Unfortunately, as with so much that affects our popular culture, this man’s legacy is also an excuse to unveil a leftist political agenda, the likes of which Bob Hope would be the first to denounce.

On display are items from Hope’s personal papers, joke files, films, and radio and TV broadcasts. This exhibit really makes you feel that the 20th century was more like distant history. It follows that it would be educational to walk students through exhibits like this to give them information that we older people have deeply ingrained in our memories.

Alan Gevinson, the Library of Congress exhibit curator, told Penny Starr of CNSNews.com that Hope’s daughter Linda and son Kelly have seen the exhibit and approved of it. But that doesn’t mean a Bob Hope fan wouldn’t expect more than this.

Unfortunately, this exhibit seems to consider Hope merely an excuse for a much broader exhibit sprawling all over a myriad of topics. It gives the impression that what the Library calls its “treasured” Hope Collection would fit in about three boxes. Much of its Hope Collection material is contained in the very back of the exhibit space in dimly lit corners where it’s hard to even read the exhibits.

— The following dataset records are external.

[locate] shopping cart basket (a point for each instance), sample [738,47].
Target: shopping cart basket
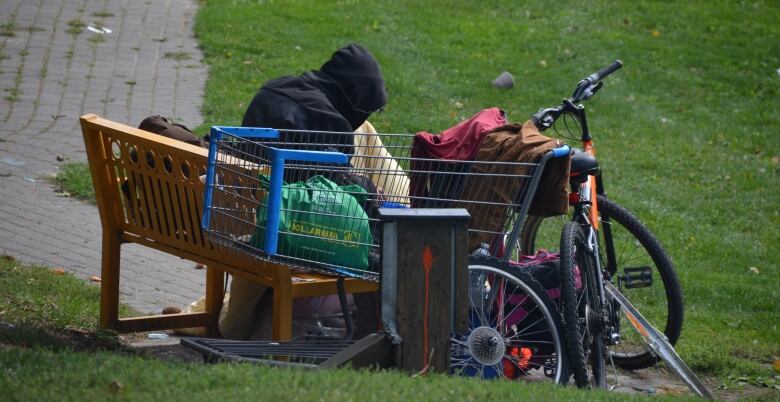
[310,199]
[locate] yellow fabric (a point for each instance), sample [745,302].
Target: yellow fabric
[372,158]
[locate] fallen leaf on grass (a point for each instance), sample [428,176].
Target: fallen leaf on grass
[115,386]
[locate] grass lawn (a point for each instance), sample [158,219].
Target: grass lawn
[687,131]
[50,351]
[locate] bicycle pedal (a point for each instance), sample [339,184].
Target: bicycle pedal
[637,277]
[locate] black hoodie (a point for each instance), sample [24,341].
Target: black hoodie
[338,97]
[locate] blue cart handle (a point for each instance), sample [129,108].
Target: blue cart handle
[561,151]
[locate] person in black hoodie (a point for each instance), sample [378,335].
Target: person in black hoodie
[339,97]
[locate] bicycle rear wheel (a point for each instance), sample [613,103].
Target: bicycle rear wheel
[514,329]
[581,309]
[627,249]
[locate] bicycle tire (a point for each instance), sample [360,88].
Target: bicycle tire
[581,309]
[641,357]
[539,330]
[634,231]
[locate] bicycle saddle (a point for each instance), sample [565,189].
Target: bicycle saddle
[583,164]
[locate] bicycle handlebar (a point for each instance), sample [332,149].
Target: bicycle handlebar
[585,89]
[599,75]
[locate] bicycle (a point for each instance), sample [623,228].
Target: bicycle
[605,243]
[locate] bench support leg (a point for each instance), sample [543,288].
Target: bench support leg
[215,293]
[282,316]
[109,285]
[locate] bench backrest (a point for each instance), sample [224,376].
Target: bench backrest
[149,187]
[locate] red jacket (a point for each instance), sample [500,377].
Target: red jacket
[458,143]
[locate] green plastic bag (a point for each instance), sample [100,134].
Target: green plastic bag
[323,222]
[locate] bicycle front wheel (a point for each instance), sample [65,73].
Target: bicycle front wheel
[634,260]
[514,330]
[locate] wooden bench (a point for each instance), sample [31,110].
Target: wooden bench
[149,192]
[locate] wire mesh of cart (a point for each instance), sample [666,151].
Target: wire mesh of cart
[310,199]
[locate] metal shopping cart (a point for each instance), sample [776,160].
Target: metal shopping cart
[309,199]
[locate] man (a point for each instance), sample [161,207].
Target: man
[338,97]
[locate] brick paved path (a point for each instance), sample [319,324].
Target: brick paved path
[52,70]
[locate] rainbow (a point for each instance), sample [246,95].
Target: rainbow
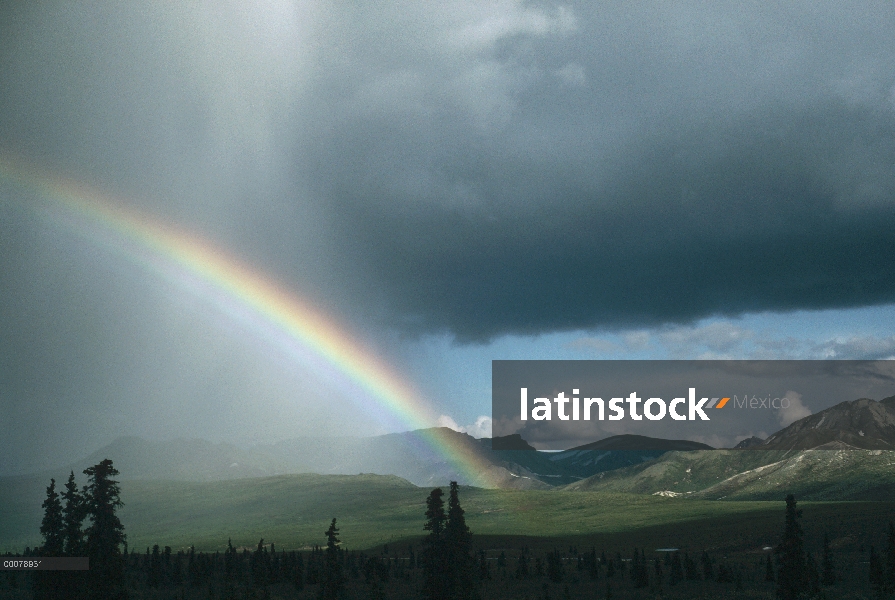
[298,326]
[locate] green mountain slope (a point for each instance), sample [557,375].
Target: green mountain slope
[293,511]
[819,474]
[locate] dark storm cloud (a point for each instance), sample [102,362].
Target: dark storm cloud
[618,167]
[515,168]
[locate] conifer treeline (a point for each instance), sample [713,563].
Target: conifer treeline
[79,522]
[64,532]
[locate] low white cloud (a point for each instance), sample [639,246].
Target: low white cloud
[795,411]
[480,429]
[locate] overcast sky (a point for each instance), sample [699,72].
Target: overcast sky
[456,182]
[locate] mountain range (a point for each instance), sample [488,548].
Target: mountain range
[814,450]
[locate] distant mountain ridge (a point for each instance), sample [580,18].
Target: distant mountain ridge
[845,452]
[862,423]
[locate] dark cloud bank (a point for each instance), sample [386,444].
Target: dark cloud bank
[476,170]
[485,171]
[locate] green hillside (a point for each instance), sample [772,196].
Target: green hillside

Instead, the first thing a visitor would notice and absorb is the video presentation, hosted by Comedy Central star Stephen Colbert. Think of all the archival television material they could use to showcase Bob Hope entertaining the troops, and remembering all the stars who generously donated their time to bringing the home front to the war front, especially at Christmas time. But the Library of Congress displays its boredom with Hope in the interests of a broader topic. But while they broadened the subject, the exhibit didn’t have the slightest whisper of interest in who’s been entertaining the troops in the last few decades, and honoring them.

Instead we get Colbert, in his usual self-absorbed shtick, showing clips of himself joking with Del. Eleanor Holmes Norton: “Why are you undressing me with your eyes now?”

The Library’s bureaucrats found room for a section touting “Government Support for the Arts,” and how “federal support for the arts remained unrealized until the twentieth century,” with the founding of the National Endowment for the Arts. There was no space for debating the wisdom or the controversies of that agency.

But there was space for debating Bob Hope. A letter is on display written by feminists who claim they want to stage their own U.S.O. show, since Hope was a incorrigible sexist. “Since this is a counter-U.S.O. show, we think that the script should have none of the sexist scenes in it that Bob Hope specials have, dancing girls or any portrayal of Women (sic) being inferior to men (which they aren’t),” the feminists declare.

Political correctness seems to overwhelm the supposed exhibit topic of “American comedians commenting on the political scene in satires that have entertained and rattled the political establishment.” In the video, Colbert proclaims Hollywood movies “draw the nation’s attention to matters of urgent importance,” with scenes shown from the union-glorifying film “Norma Rae” and the movie “Milk,” Sean Penn’s portrayal of slain gay San Francisco city councilman.

Under the title “Causes and Controversies,” exhibit highlights include video footage of Jane Fonda visiting North Vietnam, the polar opposite of Bob Hope. There’s an exhibit on “A Climate of Fear,” how “the entertainment industries suffered greatly” from McCarthyism.

This isn’t about comedians or satire at all.

In this exhibit in our nation’s capital, Bob Hope deserves better than to be treated as a mere introductory point to shoehorn in every other political controversy of the last century. An unabashed Republican, Hope bent backward to keep politics out of his performances when entertaining troops or doing anything as an “ambassador” of the United States.  It’s why he was beloved by people in both parties. If people wanted today to find a role model for national unity and civility, they could no better than that.